I've been eyeing this Burda dress (02-2008-124). The basic, simple design is right up my alley:

During a trip to LA weeks ago, I bought this fabric from Michael Levine that I think is destined for this dress. It's a heavier-weight cotton which makes it suitable for all season with the appropriate accessories.

A few adjustments to make:
  • eliminate the under-the-bust seam, as it is not a flattering look on me.
  • make it a v-neck both front and back (Burda has a scoop front and a v back)
  • maybe make it sleeveless... or keep the capsleeves?
  • might go with a slight a-line if there's enough fabric (only have 2+ yards)
And here's the sketch:

The time I spent making the basic sloper was definitely a worthy investment! Drafting and cutting the pattern pieces for this dress took only half an hour and I can be sure that it will fit. Burda's way of patterning would take at least twice as long for me, what with the multiple rounds of fitting and altering and all that fun stuff. I bowed to my sloper a few times after realizing how much time I'm saving. (Don't worry, JoanneM; I heed your advice and will still make a muslin.)

I recommend everybody to make their own sloper!

Oh, a side note... This fall is my last semester in graduate school (yay!) so I will be prioritizing school and finishing up the master's thesis (boo!). So, sewing will be intermittent in the next four months (boo again!). Come December, I will have my MsBA in Finance and get back to sewing (double yay - epic win! - even though this degree probably won't mean much nowadays).

Sunday, August 23, 2009

May I present...

... the completed purple dress with pleats:

Details at the sleeve:

... and at the hem:

I decided to use scrap cotton for the lining, which turns out rather nice (it actually looks better than the outside):

Here's me wearing it:

The fit could be improved around the bust, but it fits pretty well otherwise. The cotton makes it look home made, although I can get away with wearing it to work during a casual day.
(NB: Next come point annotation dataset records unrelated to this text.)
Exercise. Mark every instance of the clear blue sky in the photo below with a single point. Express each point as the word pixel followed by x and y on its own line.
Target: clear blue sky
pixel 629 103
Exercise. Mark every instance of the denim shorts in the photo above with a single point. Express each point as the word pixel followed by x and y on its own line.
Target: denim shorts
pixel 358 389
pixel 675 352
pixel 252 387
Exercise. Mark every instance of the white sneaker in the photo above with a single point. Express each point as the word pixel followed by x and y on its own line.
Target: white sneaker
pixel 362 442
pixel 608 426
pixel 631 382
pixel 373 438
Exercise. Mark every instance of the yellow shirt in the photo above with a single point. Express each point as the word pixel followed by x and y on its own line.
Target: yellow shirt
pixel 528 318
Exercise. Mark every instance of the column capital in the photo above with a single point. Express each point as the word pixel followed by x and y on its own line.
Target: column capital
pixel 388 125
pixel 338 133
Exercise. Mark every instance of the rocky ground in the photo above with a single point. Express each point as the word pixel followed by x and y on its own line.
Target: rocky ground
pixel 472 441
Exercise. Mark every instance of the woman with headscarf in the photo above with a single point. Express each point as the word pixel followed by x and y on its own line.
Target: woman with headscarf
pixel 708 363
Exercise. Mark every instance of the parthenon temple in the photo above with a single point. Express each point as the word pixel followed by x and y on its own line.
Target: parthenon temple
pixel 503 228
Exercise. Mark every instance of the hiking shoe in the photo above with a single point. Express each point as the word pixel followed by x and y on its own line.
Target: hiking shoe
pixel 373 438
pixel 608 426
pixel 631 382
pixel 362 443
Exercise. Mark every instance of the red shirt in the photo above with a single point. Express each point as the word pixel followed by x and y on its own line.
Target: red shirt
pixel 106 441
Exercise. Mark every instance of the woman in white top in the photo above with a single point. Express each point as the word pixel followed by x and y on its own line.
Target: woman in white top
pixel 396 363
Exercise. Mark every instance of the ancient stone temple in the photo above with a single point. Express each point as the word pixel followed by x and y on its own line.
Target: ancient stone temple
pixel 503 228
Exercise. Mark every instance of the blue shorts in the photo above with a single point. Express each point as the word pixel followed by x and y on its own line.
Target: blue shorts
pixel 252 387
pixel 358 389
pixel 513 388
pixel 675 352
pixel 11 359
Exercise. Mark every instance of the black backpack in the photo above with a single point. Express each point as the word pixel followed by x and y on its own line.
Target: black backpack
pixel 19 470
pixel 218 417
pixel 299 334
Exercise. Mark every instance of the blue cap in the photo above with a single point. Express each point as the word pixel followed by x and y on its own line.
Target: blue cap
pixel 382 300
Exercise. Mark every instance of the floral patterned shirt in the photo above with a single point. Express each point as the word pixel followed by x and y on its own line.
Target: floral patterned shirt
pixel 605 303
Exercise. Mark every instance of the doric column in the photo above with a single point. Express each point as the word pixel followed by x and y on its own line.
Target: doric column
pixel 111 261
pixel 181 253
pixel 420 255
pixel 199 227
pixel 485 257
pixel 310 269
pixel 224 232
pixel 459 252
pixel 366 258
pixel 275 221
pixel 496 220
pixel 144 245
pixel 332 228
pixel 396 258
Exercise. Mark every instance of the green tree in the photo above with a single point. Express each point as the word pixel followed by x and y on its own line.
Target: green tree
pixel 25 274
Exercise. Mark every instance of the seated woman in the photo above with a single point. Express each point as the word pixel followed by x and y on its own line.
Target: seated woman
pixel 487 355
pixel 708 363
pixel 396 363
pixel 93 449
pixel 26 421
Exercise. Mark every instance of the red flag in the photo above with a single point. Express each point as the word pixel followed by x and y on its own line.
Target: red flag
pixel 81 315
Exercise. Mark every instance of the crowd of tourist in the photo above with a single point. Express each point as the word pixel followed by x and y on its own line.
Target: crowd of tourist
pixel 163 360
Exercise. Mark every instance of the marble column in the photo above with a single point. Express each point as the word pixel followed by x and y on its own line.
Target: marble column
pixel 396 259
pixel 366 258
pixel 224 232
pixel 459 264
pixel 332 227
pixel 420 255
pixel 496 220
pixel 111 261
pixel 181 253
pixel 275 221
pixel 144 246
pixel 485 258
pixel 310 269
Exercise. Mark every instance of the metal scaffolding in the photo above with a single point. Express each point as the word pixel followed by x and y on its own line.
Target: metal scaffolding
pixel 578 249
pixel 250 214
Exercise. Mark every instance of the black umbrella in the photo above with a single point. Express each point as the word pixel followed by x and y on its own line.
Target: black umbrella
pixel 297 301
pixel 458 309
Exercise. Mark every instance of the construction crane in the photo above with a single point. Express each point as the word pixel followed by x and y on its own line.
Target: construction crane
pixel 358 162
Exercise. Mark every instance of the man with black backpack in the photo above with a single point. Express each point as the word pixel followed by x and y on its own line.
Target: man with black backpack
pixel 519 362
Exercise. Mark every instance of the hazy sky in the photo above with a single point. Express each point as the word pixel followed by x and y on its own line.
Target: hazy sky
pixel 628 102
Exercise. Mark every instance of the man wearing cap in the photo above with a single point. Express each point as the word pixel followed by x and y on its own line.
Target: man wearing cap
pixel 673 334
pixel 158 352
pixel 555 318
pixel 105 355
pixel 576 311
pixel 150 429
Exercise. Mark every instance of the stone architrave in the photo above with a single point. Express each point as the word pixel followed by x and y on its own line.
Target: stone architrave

Overall I'm pretty happy with the result. Yay!

Sunday, August 16, 2009

This dress has better be worth it...

... because it is taking longer than I expected. It should have been done this weekend. Evidently not.

Here's the good, the bad, and the ugly of this week's progress:

The Good: Connie Long / Threads quick-lining tutorial worked. (Of course it would... otherwise they wouldn't put it on a book.)

The Bad: This is related to the sleeve/armhole pleats. In the construction, the pleats are to be sandwiched between the right-sides when the armholes are sewn. Naturally, I forgot to do it. So I re-did it. Except now the pleats were backward! Crap! After the second re-do, they came out exactly as intended:

The Ugly: I think this is worse than the pleats incident because I should have known better from previous experience, and fixing it means completely ripping one side and re-doing it because the shoulder/neck/armhole seams have been sewn:

Twisted zipper!

I decided this was a good time to take a break.

Wednesday, August 12, 2009

SewStylish Fall 2009...

... is on newsstands now.
While I have not actually made anything out of SewStylish (I have all of the back issues), there are a couple of pieces that caught my immediate attention on this issue.

First, this skirt:

A girly, feminine number that is more elegant than cutesy. Such beautiful color too, nicely contrasted by the purple blouse.

Then, this top:

A simple V-neck with ties going to the back. Well, not too sure about the neck wraparound there. Can't breath just by looking at it.

The basic designs are so simple and straightforward - just add one easy detail and there you have a pretty piece of clothing.